# The V60 goes smart



## Phil104 (Apr 15, 2014)

There is a reference to this on the Third Wave Wichteln FB page and then a quick google brought up a YouTube posting&#8230;.oozes Hario style.


----------



## PPapa (Oct 24, 2015)

That's actually pretty cool. Wonder how accurate it is regarding the temperature/volume readings.

Those early mornings when you are juggling between rubbing your eyes, preparing the breakfast and glimpsing at the timer to get the pour right can be quite annoying at some times. I usually have less than 30 minutes between the alarm and leaving home, so 4 minutes or so is quite big chunk of time!


----------



## DoubleShot (Apr 23, 2014)

You can always count on the Japanese to invent some amazing technology to make it possible to automate just about anything!


----------



## Glenn (Jun 14, 2008)

I'd love one for preparing v60's at work


----------



## risky (May 11, 2015)

Take my money! Reminds me of the marco but a lot cooler looking. Definitely the future for commercial places surely? But in the house would be very handy too

Also if it can be jacked up to get a Chemex underneath is this a brazen killer?


----------



## aaronb (Nov 16, 2012)

risky said:


> Also if it can be jacked up to get a Chemex underneath is this a brazen killer?


There already is an automatic chemex dripper thing, one from the 80's and then a recent revival of it. Looks cool but I'm not sure if you can adjust the temp?


----------



## risky (May 11, 2015)

aaronb said:


> There already is an automatic chemex dripper thing, one from the 80's and then a recent revival of it. Looks cool but I'm not sure if you can adjust the temp?


The ratio 8? Isn't that stupid money? (Not that this will necessarily be any cheaper)


----------



## aaronb (Nov 16, 2012)

That is incredibly cool though. Probably also incredibly expensive


----------



## Darenf (Oct 5, 2015)

Would love one of these,the OCD options are limitless !!!


----------



## aaronb (Nov 16, 2012)

risky said:


> The ratio 8? Isn't that stupid money? (Not that this will necessarily be any cheaper)


Nah the Ottomatic

http://sprudge.com/chemex-automatic-coffee-maker-ottomatic-66647.html

(scroll down for the 80's version)

Looks like you cant adjust the temp.
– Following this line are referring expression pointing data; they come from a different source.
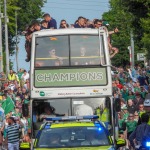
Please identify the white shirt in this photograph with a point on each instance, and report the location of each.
(25, 76)
(83, 110)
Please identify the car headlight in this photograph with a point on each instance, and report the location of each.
(111, 148)
(147, 144)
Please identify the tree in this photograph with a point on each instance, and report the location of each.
(27, 10)
(129, 15)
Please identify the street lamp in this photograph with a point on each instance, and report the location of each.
(6, 38)
(17, 48)
(1, 47)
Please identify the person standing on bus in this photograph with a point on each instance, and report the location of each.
(52, 24)
(63, 24)
(97, 23)
(80, 23)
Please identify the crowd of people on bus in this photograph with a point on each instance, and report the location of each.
(49, 22)
(132, 86)
(14, 96)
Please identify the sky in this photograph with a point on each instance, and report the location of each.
(69, 10)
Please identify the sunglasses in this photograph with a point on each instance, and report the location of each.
(141, 106)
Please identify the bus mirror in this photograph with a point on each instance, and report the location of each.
(120, 143)
(117, 105)
(25, 110)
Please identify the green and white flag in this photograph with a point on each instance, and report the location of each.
(8, 105)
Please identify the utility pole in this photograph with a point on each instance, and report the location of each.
(6, 38)
(132, 48)
(1, 48)
(16, 39)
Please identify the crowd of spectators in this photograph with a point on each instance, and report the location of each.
(14, 95)
(132, 86)
(49, 22)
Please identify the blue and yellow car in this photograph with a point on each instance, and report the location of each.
(72, 133)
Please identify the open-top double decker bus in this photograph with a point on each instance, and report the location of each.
(71, 75)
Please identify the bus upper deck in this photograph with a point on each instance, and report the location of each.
(70, 63)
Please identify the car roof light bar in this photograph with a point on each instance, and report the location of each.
(71, 118)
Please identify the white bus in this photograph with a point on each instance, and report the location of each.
(71, 74)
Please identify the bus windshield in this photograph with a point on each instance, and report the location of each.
(69, 50)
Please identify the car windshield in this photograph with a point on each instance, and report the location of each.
(73, 137)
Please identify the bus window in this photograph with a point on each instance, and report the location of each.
(84, 50)
(52, 51)
(93, 106)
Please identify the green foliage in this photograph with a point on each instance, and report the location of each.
(24, 11)
(129, 15)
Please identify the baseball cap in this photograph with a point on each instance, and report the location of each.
(147, 102)
(12, 118)
(124, 108)
(105, 23)
(46, 14)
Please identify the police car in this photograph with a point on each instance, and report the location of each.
(74, 132)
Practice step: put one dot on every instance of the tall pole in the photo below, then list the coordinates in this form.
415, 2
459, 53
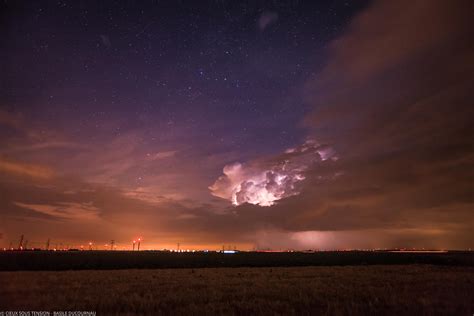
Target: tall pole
20, 245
Also $350!? ouch.


----------



## GCGlasgow (Jul 27, 2014)

I'm not even in to pour over....but I want one.


----------



## malling (Dec 8, 2014)

Finally a drip brewer that makes sense, I'm defiantly going to get one if it is reasonable priced and if it becomes available in europe.
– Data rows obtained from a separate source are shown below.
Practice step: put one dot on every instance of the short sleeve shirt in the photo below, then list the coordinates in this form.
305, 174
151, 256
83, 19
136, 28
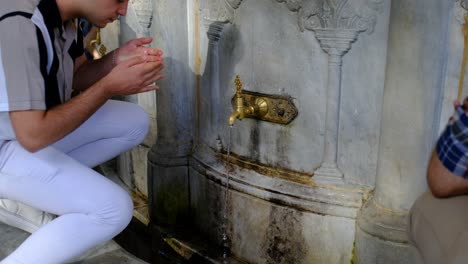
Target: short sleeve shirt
37, 56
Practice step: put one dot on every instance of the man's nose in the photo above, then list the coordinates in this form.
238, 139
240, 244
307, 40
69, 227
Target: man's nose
123, 11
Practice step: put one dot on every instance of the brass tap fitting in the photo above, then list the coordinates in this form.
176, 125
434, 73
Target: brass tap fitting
242, 109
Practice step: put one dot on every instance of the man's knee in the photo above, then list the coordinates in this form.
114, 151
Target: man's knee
116, 212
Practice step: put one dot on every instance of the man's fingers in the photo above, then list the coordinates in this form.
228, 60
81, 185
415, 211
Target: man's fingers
134, 61
141, 41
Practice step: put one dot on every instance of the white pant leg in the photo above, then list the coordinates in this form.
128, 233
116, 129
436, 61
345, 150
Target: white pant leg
115, 128
92, 208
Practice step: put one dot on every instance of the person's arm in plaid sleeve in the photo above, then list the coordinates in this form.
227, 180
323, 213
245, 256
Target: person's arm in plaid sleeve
446, 173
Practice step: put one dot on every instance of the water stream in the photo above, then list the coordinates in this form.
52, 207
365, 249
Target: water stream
224, 238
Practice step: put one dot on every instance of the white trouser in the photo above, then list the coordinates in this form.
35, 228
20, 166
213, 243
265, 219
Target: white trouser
59, 179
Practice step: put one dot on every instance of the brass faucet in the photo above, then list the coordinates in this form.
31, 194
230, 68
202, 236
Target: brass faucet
242, 109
but still ugly as hell - but of some unexplainable reason speciality drip brewer has too look like something from the 90's.


----------



## DoubleShot (Apr 23, 2014)

Starting to sound like enough interest for a possible group buy, lol!


----------



## jtldurnall (Mar 16, 2015)

I'm in.


----------



## PPapa (Oct 24, 2015)

They also announced a new grinder:










Looks decent, but it's only rebadged Graef CM80. It ain't smart either.


----------



## NickdeBug (Jan 18, 2015)

Brazen doing pretty much the same job, with a little less control mid-pour.

One for the "gotta buy more kit" brigade.


----------



## PPapa (Oct 24, 2015)

NickdeBug said:


> One for the "gotta buy more kit" brigade.
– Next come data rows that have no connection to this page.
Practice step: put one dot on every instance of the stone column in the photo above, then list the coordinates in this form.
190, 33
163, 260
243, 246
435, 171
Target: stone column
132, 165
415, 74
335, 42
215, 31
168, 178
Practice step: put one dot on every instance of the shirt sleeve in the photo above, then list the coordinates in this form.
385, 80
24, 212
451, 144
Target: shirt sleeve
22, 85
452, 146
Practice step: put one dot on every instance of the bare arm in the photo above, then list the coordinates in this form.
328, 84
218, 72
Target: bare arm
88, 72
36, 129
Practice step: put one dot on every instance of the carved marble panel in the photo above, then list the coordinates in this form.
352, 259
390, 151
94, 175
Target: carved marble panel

I thought that it was the point of this forum?

/s


----------



## Glenn (Jun 14, 2008)

I have made contact with the UK importers (who are also forum sponsors) so will see what the reply is and keep you posted


----------



## Tobi (Nov 23, 2014)

The Smart 7 on Hario.jp costs about GBP 330, maybe incl. VAT maybe not : )


----------



## jtldurnall (Mar 16, 2015)

Tobi said:


> The Smart 7 on Hario.jp costs about GBP 330, maybe incl. VAT maybe not : )


So, two brazens? Ouch...


----------



## Phil104 (Apr 15, 2014)

Glenn will sort out a good deal for us


----------



## Glenn (Jun 14, 2008)

The international version of the Smart 7 is due to arrive Sep/Oct 2016.

If you're heading to World of Coffee in Dublin you may be able to see a production version in the flesh.

Pricing yet to be announced.

Start saving...


----------



## DoubleShot (Apr 23, 2014)

When do they start taking pre-orders?!


----------



## Glenn (Jun 14, 2008)

Probably when the price is announced.

I'll try and let you know closer to the time.


----------



## Southpaw (Feb 26, 2012)

That looks very cool.


----------



## Spooks (Feb 20, 2012)

Not even got a V60 but that look great and I would want one.......


----------



## MSM (Mar 12, 2015)

Looks very nice!


----------



## Scotford (Apr 24, 2014)

Hope I get my mitts on one in Dublin


----------